West Nile virus (WNV) is an infectious viral disease that attacks the neurological system. Fever and depression are common clinical signs, along with limb weakness. Some horses become ataxic (uncoordinated) in the hind limbs. Stumbling, toe dragging and listing to one side are possible signs. Muscle twitching or tremors often develop in the face, muzzle and lips, and/or in the neck, shoulders and chest.
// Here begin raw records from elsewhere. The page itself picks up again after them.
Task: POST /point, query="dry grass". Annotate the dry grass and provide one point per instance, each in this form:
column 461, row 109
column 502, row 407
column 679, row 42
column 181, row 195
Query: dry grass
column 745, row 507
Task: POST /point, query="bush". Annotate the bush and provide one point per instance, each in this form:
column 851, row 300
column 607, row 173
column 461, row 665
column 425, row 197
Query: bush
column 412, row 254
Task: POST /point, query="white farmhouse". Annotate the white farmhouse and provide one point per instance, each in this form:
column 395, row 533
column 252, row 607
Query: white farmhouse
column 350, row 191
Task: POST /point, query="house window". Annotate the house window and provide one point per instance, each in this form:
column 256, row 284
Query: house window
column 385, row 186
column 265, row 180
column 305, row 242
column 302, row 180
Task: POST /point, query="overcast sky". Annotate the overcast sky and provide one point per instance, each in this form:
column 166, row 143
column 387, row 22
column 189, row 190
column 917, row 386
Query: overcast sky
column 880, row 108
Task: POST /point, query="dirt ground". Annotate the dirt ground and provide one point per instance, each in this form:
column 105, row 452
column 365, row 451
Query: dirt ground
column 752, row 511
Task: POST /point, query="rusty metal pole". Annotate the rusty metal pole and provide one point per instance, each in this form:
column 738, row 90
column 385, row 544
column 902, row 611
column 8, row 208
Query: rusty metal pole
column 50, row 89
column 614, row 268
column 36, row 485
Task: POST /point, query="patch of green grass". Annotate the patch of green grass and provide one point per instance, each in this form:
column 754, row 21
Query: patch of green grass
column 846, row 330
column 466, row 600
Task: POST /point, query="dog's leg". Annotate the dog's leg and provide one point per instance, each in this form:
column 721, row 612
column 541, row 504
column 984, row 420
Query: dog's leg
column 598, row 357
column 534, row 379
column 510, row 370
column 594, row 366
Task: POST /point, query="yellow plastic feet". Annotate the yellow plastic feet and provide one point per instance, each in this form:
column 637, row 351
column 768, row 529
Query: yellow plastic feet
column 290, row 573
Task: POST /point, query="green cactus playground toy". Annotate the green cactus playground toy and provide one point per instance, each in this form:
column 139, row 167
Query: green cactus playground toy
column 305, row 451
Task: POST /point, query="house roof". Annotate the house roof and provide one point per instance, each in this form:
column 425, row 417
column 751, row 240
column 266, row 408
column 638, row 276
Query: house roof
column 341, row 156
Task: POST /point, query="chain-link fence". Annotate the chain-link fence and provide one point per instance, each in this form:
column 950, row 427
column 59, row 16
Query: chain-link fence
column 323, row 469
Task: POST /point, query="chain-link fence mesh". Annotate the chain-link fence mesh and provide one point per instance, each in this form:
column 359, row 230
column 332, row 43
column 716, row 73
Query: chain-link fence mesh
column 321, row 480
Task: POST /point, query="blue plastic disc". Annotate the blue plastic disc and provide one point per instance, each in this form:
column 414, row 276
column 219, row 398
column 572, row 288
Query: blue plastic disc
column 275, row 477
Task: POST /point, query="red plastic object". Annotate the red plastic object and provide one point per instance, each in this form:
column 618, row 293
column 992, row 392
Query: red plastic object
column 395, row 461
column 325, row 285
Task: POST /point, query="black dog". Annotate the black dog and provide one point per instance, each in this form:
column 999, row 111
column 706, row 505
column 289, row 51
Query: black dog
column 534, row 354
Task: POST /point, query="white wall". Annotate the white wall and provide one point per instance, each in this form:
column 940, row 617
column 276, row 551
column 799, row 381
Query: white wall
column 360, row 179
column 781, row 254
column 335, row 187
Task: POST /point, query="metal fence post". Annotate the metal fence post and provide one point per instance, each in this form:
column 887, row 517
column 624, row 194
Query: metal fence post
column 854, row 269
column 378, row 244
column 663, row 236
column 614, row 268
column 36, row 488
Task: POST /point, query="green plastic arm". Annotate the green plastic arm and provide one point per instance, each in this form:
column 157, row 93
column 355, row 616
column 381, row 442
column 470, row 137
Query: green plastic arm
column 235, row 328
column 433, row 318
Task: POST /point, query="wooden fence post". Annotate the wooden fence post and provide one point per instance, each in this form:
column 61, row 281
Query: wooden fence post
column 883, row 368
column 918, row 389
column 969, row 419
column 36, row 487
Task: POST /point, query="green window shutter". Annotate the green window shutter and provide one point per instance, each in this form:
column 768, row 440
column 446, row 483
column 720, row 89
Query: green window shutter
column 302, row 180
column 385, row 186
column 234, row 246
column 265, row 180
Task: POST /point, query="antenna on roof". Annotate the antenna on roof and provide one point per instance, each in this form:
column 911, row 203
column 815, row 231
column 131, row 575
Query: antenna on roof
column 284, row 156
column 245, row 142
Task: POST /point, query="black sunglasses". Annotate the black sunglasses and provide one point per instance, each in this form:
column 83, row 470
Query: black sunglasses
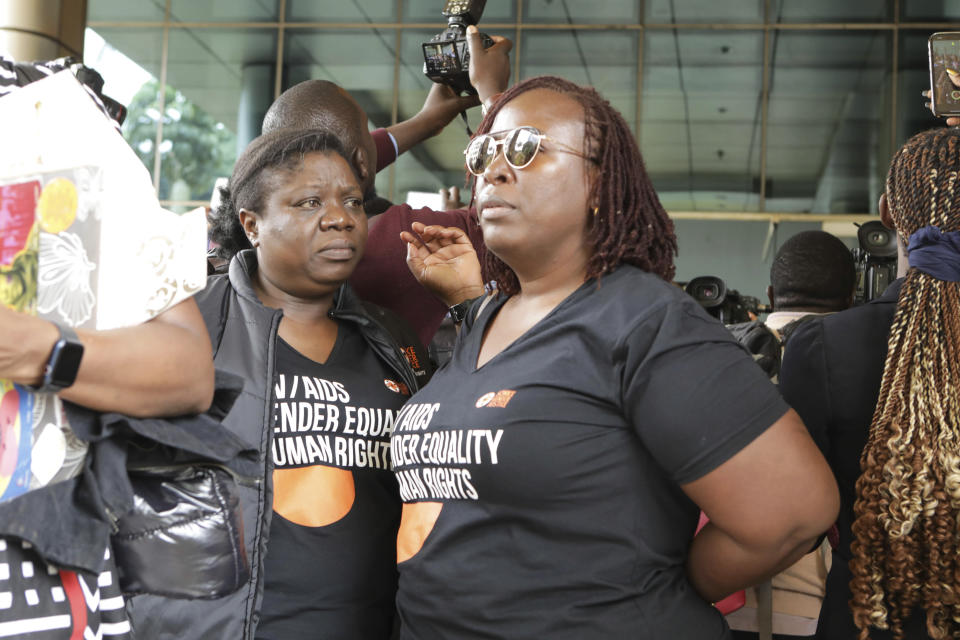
column 520, row 147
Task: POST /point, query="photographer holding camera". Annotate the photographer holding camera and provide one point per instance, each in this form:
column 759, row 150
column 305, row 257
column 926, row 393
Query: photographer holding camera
column 382, row 276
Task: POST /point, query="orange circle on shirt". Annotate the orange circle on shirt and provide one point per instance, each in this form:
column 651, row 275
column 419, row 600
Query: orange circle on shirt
column 313, row 496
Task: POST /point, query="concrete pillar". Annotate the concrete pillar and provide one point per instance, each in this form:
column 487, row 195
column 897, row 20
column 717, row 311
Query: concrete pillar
column 256, row 96
column 42, row 29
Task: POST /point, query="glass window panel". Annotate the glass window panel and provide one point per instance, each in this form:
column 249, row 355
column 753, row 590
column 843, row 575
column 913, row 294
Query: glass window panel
column 498, row 11
column 581, row 12
column 125, row 10
column 129, row 61
column 605, row 60
column 438, row 161
column 931, row 10
column 219, row 83
column 831, row 11
column 700, row 125
column 693, row 11
column 828, row 120
column 342, row 11
column 223, row 11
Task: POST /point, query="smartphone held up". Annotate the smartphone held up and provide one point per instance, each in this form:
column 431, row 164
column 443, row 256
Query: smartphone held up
column 943, row 50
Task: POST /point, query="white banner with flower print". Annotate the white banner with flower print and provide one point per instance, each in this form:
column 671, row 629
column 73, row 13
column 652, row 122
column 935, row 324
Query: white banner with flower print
column 84, row 242
column 109, row 255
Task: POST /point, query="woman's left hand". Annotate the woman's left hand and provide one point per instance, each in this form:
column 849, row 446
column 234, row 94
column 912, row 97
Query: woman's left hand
column 443, row 260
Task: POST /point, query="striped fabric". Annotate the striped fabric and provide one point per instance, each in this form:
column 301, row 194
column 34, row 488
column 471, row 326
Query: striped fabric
column 41, row 602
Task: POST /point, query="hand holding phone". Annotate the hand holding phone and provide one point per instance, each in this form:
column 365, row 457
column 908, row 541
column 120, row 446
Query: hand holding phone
column 944, row 55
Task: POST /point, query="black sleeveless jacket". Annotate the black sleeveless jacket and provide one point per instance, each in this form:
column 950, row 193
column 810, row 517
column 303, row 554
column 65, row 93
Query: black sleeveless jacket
column 243, row 333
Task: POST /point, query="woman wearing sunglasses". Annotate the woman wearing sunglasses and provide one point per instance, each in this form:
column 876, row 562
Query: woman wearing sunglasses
column 553, row 471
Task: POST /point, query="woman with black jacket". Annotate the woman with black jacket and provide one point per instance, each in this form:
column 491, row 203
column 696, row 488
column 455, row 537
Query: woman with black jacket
column 325, row 375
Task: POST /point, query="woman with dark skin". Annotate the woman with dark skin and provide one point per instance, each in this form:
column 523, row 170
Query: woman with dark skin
column 325, row 375
column 553, row 471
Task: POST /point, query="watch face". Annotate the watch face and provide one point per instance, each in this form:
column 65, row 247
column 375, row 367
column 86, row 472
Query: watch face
column 65, row 362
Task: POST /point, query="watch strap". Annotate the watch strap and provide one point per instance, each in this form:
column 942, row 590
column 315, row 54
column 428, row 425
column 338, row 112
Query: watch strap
column 64, row 362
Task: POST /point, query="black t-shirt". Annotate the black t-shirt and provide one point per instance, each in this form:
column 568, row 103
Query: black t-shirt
column 558, row 464
column 330, row 566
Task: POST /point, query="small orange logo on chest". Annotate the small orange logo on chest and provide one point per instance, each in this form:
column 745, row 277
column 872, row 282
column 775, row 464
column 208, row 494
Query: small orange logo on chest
column 495, row 399
column 411, row 354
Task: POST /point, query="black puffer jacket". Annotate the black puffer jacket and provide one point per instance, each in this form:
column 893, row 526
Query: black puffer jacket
column 243, row 333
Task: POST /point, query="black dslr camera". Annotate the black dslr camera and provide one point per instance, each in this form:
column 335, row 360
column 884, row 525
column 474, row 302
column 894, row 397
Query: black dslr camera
column 728, row 306
column 875, row 260
column 446, row 58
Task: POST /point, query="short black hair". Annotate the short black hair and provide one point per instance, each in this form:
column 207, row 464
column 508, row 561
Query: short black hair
column 813, row 269
column 278, row 150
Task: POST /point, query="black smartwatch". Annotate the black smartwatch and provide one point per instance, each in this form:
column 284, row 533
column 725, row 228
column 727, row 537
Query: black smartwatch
column 459, row 311
column 64, row 361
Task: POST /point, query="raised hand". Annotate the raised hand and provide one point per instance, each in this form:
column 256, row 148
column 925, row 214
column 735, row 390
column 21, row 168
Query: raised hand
column 443, row 260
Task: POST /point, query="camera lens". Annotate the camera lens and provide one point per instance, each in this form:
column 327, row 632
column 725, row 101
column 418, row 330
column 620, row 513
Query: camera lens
column 706, row 292
column 878, row 238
Swallowing might be difficult, and vision can be impaired.
Horses that are normally calm might become hypersensitive to touch and/or sound.
Severely affected horses might wander aimlessly, develop convulsions, or become paralyzed in the rear quarters and go down, unable to rise.
Death occurs in 30-40% of cases. Of those that survive, as many as 40% of cases persist with neurologic abnormalities of gait and behavior for six months, and some deficits can persist indefinitely.
Transmission of WNV relies on interaction between birds and mosquitos, particularly Culex species of mosquitos. Birds are the reservoir for the virus, and many avian species (corvids such as crows, ravens, jays; house finches; owls and hawks) often succumb to the infection.
If a mosquito has taken a blood meal from an infected bird, it can carry the virus to horses or humans and to other birds when it takes its next blood meal.
Horses and humans are dead-end hosts, meaning that a mosquito biting an infected horse or human cannot acquire sufficient virus loads to pass infection on to other individuals of any species.